Explaining the liveness guarantee


#1

One of the aspects that seem to surprise many people that only casually follow the progress of Ethereum Serenity is the quadratic leak that is imposed upon validators for being offline and missing a slot. For those unwilling/unable to read the Casper FFG paper, I wrote up a quick explanation of how one could arrive at this solution using fairly conventional wisdom from distributed systems in computer science.

I am curious what others think of this explanation. Any and all notes/insights/feedback are welcome.

Liveness

One of Serenity’s main goals is to guarantee liveness (i.e. continue to finalize blocks) in the event of a major internet partition (e.g. World War 3). This liveness guarantee comes at a steep cost which makes it important to understand the predicament and possible tradeoffs.

The CAP Theorem

The CAP Theorem for distributed systems, tells us that:

You can’t simultaneously guarantee more than two of the following:

  • Consistency: Every read receives the most recent write or an error
  • Availability: Every request receives a (non-error) response – without the guarantee that it contains the most recent write
  • Partition Tolerance: The system continues to operate despite an arbitrary number of messages being dropped (or delayed) by the network

The Assumption

By viewing the argument through the lens of the CAP Theorem, we can deduce the rationale for the inactivity leak by accepting the following assumption:

No network can guarantee message delivery because the network itself is not safe from failures (e.g. client disconnects, data center outages, connection loss).

Partition Tolerance

Since message delivery cannot be guaranteed, the logical thing to do is to tolerate prolonged message loss. This is equivalent to Partition Tolerance.

Sidenote: Think of the World War 3 scenario as a dysphemism for prolonged message loss between groups of validators.

With Partition Tolerance as a hard requirement, we are now limited to tradeoffs between Consistency and Availability.

World War 3

In the World War 3 scenario, where the network is severed, the validators are split into two partitions. From Casper FFG, we know that in order for both partitions to continue finalizing blocks, we need two-thirds majority of validators to be online in both partitions. This is obviously not possible; however, we can prevent the chain from stalling forever if we are willing explore a compromise between our Availability and Consistency guarantees.

The Compromise

This is accomplished by introducing an inactivity leak that drains the deposit of unresponsive validators each time a slot is missed until the remaining validators in each partition become the supermajority.

At this point, blocks in both network partitions can begin to finalize; however, if the network partition is healed we are left with two valid and separate networks.


#2

It would take ~ 13 days for any single network partition for it to be mathematically possible for either partition to begin finalizing blocks assuming each partition contains 50% of the active validators each. Although this would require 100% of the validators in each partition to attest to the same blocks which would be very unlikely. Basically the only time we can realistically start finalizing blocks would be ~17 days.

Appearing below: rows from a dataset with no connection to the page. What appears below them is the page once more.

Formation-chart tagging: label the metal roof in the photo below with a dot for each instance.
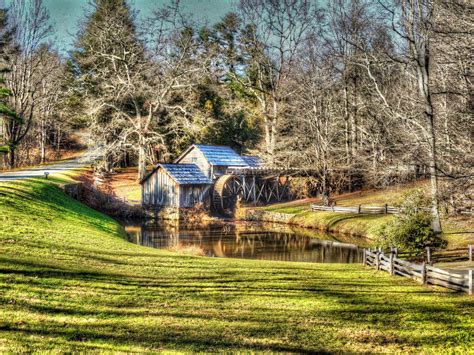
(186, 174)
(252, 161)
(221, 155)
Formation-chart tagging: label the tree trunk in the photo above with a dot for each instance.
(11, 158)
(43, 142)
(424, 87)
(141, 158)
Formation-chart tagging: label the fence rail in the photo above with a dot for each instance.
(360, 209)
(424, 273)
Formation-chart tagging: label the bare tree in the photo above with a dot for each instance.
(275, 31)
(30, 23)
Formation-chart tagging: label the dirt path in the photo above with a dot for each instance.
(60, 167)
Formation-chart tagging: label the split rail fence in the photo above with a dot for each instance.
(424, 273)
(360, 209)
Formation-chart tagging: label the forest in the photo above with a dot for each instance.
(377, 89)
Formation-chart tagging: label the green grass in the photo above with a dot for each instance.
(70, 282)
(458, 231)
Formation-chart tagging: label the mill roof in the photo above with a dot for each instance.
(183, 174)
(217, 155)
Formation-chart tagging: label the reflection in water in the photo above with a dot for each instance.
(247, 241)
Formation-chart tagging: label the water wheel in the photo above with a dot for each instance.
(228, 189)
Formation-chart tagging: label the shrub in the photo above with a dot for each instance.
(411, 230)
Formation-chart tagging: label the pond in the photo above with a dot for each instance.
(249, 241)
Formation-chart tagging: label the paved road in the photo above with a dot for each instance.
(86, 159)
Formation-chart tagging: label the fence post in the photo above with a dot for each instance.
(428, 255)
(424, 278)
(471, 282)
(391, 262)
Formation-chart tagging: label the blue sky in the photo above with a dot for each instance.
(66, 14)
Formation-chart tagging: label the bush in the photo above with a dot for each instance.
(411, 229)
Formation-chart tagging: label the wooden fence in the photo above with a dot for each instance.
(424, 273)
(360, 209)
(432, 255)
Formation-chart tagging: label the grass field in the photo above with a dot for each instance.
(70, 282)
(458, 231)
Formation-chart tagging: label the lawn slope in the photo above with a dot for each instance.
(70, 282)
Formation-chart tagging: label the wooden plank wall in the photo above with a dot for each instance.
(160, 190)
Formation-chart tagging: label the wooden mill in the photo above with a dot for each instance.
(216, 177)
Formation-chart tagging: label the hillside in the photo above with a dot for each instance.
(70, 282)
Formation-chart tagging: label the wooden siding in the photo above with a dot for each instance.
(160, 190)
(196, 157)
(191, 195)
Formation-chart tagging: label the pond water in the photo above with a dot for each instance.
(249, 241)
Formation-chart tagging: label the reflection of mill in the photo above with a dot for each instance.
(255, 243)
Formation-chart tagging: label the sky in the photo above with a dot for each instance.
(66, 14)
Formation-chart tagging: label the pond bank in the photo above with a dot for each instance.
(329, 222)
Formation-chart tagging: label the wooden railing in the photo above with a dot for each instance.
(432, 255)
(360, 209)
(424, 273)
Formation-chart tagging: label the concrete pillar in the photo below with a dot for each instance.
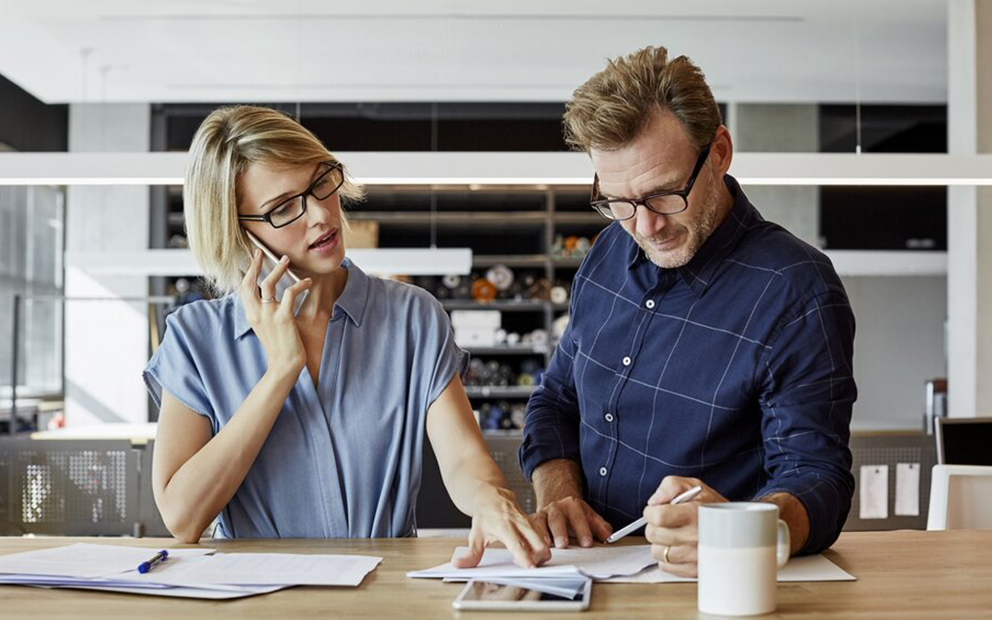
(969, 211)
(106, 342)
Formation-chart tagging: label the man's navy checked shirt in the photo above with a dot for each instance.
(735, 369)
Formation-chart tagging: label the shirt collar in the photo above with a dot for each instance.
(698, 273)
(352, 301)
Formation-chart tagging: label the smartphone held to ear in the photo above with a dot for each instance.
(288, 279)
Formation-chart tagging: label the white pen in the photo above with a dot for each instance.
(636, 525)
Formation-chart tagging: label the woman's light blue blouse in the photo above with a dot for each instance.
(343, 459)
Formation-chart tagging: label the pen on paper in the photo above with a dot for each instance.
(157, 559)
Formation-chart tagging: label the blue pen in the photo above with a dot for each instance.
(159, 557)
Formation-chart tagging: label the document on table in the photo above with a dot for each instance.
(262, 569)
(806, 568)
(186, 573)
(85, 560)
(595, 562)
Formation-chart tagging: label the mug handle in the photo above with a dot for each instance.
(784, 547)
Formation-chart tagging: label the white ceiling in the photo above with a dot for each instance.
(433, 50)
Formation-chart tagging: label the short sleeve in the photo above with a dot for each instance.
(449, 358)
(173, 368)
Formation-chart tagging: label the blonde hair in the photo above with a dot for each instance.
(611, 108)
(227, 142)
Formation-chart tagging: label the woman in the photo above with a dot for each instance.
(313, 425)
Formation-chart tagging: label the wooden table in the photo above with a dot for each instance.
(908, 574)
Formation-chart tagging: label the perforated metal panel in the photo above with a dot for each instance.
(81, 488)
(504, 452)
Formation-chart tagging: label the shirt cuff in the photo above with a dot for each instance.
(826, 507)
(545, 444)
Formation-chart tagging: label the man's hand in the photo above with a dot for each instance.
(558, 486)
(673, 530)
(573, 516)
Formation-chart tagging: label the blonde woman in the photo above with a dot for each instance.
(313, 425)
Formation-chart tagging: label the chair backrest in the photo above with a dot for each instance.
(964, 441)
(960, 498)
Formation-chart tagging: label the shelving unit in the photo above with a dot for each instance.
(516, 226)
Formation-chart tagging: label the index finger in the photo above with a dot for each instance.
(249, 284)
(669, 516)
(517, 546)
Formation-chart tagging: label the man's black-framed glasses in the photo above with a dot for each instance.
(293, 208)
(663, 203)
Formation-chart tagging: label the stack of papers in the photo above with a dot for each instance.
(193, 573)
(564, 575)
(606, 564)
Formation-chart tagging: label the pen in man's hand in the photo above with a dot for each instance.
(636, 525)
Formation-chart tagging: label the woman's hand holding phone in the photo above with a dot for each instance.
(272, 319)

I guess the assumption would be that if there were any WW3 event where the network was partitioned, it would be resolved in less than 17 days.


#3

I feel that 50/50 network partitions/splits are massively overrated as a threat. When has this historically happened, anywhere, and not been resolved soon? What would even be a coherent story by which two parts of the world stay coherent internally but communication between them is not possible? The incentives for maintaining global communication are massive, and there’s no reason why parts of the world that are still capable of maintaining communication internally would not be able to figure something out to talk to each other within a week or two. The thing that’s much more likely, whether in normal life, or due to government censorship, or due to a war, is nodes going offline, either because something happens to their operators or because their operators get cut off from the entire internet.

The inactivity leak is primarily there to deal with this “3/4 of the network goes offline at the same time” risk.


#4

Nice post, I love plain English. :slight_smile:

It will take some time for this to start happening (around 2 weeks, AFAIK). If that massive partition isn’t resolved within that period, the split becomes final/irreversible.

Totally agree.

I was always inclined towards consistency in general, but this is an extremely strong point.

Btw, I don’t quite understand why the term “liveness” (instead of “availability”) is almost always used on Ethresearch and elsewhere? My understanding was that “safety” and “liveness” are terms mainly related to FLP Impossibility? Or it simply doesn’t matter? :slight_smile:


#5

Thanks for the feedback!

This is a good suggestion…I am going to add some more detail about the partition, how long until the the chain can begin finalizing again, etc.


#6

Good point…I think this example will resonate with people much better than a doomsday scenario. My goal is essentially to help people understand that these decisions were the end result of a logical and pragmatic train of thought. I attempted to address this in my sidenote where i call the WW3 scenario a dysphemism, but i think i need to augment this with some version of your explanation.